SuperFly W.
Yelp
Ok so- went in with a friend thinking of a membership of my own. $8,000 for the year paid quarterly to essentially hang out at a coffe shop with free wifi? Um, Yea, no chance I don't think so. The place is um, nice. But Really its just a whole bunch of 2 & 4 seat tables on all the floors with 99% of them occupied by 1 person, their coat & computer. Really annoying- like a coffee shop with 1 person & their laptop occupying every place for 2 or more to sit. Really annoying to me. So- really just lame. All the lonely people... that's from a beetles song but- it's really sad in there. Dozens of lonely people sitting alone pretending to be what, working? they all looking depressed, but cool? No, sorry, and paying thousands of dollars to do so- with what, the possible sighting of a famous person? nauseating. The food- where do I begin? We Ordered two entrees and an appetizer. Too way too long- almost a 30 min ticket time with no one else ordering food... all 3 items came out at the same time and were all cold. My friends salad was the only pass given as you don't cook salads lol. do you complain at a place you pay $8000 a year to be a member of? burger was dry.
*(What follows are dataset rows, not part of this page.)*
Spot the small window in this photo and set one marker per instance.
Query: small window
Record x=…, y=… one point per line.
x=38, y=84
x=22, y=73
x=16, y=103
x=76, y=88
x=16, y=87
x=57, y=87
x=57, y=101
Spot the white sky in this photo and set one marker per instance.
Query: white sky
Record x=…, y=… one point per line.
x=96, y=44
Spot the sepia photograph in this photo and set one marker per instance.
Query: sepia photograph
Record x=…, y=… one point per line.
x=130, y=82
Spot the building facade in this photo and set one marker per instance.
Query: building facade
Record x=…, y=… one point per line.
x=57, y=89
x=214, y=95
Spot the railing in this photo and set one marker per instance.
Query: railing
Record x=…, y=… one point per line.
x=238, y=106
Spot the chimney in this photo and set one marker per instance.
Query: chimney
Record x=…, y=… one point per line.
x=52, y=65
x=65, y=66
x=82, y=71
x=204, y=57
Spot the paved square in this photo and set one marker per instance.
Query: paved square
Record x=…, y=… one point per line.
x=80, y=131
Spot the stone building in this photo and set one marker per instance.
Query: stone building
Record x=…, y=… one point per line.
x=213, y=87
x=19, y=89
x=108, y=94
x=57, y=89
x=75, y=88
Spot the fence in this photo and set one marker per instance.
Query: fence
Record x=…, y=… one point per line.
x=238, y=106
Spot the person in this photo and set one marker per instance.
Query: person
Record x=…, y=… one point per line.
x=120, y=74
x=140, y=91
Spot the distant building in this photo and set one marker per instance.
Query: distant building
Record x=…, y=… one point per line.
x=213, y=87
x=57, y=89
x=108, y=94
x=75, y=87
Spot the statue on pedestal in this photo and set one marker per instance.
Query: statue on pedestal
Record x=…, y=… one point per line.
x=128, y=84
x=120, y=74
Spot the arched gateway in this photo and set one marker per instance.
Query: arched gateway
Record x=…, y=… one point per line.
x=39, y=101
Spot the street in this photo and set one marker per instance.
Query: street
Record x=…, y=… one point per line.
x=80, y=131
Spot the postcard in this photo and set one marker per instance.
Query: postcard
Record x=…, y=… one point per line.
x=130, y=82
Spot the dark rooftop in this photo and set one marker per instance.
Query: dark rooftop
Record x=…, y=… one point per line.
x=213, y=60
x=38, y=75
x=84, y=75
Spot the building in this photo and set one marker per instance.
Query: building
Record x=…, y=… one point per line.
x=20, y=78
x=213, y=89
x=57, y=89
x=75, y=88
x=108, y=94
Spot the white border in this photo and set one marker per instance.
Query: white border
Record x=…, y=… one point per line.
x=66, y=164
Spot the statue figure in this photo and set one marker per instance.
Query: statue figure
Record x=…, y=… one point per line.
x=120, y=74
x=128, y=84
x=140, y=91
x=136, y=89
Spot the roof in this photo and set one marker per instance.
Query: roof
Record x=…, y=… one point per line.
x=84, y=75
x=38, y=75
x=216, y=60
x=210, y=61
Flavorless. Cold. And Smaller than the bun. Like literally was the size of a slider, only there was 1 and it was $18. lesson in life people- you can't buy cool. You can pay thousands to pretend you are... but look around in there- It looks like the students from a library at a community college in buffalo all bought cool clothes to dress up in to sit alone in front of MacBooks. You can't buy love. You can't buy cool. But you can buy a membership to the ludlow house for $8000.